Bihi, whose nephew was killed in Somalia in 2009 after joining Al-Shabab, is lobbying school board members to consider using money earmarked for English language learners for a new after-school program. He recently met with the park board's Recreation Center Director Larry Umphrey to plead for a permanent home for Haybe's soccer team.

Bihi is urging disparate Somali community groups to make a unified case for more funding. He is cautiously optimistic this time: A couple of times in recent years, he signed up parents in the Cedar-Riverside high rises for a math and reading tutoring program he wants to start, but the resources never came: "It's like crying wolf."

Mixed feelings about push

Dube, the Brian Coyle Center director, agrees that more programming for East African youth is needed. He has mixed feelings about radical recruitment as an argument for that. Yes, radicalization is a concern. But community leaders shouldn't blow the issue out of proportion and steer the conversation away from larger concerns, such as high youth unemployment and homelessness. They need to make a solid case linking a lack of resources to the departures of Somali youths and put forth a plan for effective programs.

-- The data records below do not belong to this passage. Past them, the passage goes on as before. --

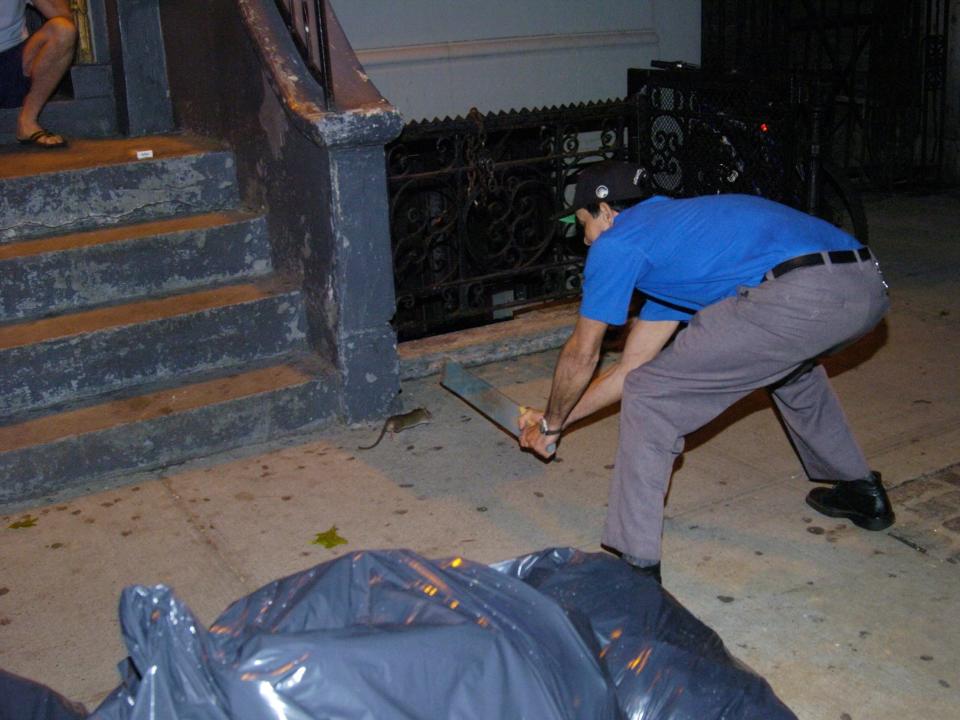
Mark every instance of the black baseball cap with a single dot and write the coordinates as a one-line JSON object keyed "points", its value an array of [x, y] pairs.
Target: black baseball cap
{"points": [[608, 181]]}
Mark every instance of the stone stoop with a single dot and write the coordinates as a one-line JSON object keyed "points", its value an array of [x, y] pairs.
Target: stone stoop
{"points": [[140, 322]]}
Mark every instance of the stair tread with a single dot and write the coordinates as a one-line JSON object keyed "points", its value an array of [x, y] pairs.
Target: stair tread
{"points": [[151, 405], [84, 153], [120, 233], [71, 324]]}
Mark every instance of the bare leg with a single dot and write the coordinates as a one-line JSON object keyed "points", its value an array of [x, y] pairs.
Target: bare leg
{"points": [[46, 57]]}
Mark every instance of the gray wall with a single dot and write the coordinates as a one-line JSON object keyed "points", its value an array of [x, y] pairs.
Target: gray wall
{"points": [[433, 58], [951, 139]]}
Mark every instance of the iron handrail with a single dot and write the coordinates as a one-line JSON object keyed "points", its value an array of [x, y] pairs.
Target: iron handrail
{"points": [[307, 22]]}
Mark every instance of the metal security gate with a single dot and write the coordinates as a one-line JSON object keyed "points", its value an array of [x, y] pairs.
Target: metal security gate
{"points": [[884, 61]]}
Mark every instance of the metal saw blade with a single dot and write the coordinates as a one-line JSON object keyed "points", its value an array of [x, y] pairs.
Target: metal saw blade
{"points": [[482, 396]]}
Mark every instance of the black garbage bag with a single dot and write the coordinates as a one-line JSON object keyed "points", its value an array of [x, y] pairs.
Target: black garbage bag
{"points": [[665, 663], [368, 636], [22, 699]]}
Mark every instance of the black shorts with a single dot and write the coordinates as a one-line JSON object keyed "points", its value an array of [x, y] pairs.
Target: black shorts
{"points": [[14, 85]]}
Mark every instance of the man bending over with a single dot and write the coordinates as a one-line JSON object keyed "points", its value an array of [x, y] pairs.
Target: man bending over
{"points": [[764, 289]]}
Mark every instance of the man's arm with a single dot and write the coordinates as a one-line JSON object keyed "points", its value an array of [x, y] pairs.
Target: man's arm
{"points": [[53, 8], [645, 340], [575, 367]]}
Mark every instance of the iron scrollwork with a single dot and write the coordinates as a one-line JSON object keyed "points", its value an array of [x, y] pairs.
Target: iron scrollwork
{"points": [[473, 206]]}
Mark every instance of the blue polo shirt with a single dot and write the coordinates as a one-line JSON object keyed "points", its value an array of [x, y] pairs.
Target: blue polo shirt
{"points": [[686, 254]]}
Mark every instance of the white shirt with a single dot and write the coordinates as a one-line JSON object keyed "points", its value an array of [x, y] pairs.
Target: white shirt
{"points": [[13, 26]]}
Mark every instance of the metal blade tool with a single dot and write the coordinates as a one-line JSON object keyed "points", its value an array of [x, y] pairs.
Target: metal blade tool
{"points": [[484, 397]]}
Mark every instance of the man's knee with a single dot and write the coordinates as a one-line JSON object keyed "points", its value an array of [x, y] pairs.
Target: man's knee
{"points": [[62, 31]]}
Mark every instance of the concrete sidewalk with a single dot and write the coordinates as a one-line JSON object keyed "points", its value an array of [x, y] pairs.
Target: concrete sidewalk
{"points": [[845, 624]]}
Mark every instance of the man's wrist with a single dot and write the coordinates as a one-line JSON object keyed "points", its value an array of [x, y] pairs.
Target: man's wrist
{"points": [[545, 428]]}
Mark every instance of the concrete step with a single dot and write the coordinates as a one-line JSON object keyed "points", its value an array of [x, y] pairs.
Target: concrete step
{"points": [[69, 450], [84, 354], [99, 183], [53, 274]]}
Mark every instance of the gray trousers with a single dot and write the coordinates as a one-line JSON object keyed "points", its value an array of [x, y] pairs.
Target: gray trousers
{"points": [[753, 340]]}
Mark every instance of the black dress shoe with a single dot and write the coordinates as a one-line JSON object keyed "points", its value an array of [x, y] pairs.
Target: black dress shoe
{"points": [[651, 571], [864, 502]]}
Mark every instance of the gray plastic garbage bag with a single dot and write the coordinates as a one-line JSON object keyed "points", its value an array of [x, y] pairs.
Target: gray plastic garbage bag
{"points": [[22, 699], [665, 663], [369, 636]]}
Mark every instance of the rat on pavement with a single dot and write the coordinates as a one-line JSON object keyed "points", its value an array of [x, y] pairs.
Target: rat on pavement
{"points": [[397, 423]]}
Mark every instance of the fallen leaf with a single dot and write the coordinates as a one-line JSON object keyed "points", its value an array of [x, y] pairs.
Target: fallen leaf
{"points": [[329, 539]]}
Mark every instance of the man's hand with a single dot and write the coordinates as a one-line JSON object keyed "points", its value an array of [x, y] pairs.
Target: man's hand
{"points": [[532, 439], [528, 417]]}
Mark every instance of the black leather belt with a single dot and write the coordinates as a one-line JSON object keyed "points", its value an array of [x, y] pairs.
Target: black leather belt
{"points": [[834, 256]]}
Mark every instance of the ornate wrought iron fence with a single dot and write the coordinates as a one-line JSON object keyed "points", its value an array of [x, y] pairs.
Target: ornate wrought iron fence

On Haybe's Street Soccer team, players say they haven't given much thought to the stories of young Somalis leaving to fight. But they think the idea that programs like theirs could help are not far-fetched.

Hindiyo Muday, 20, is the player whose mother was concerned. Muday first started coming to practice after dropping out of high school her senior year. She is now studying to get certified as a nursing assistant.

"Some of the kids playing here have gone through a lot in life," she said. "This is their place to be happy."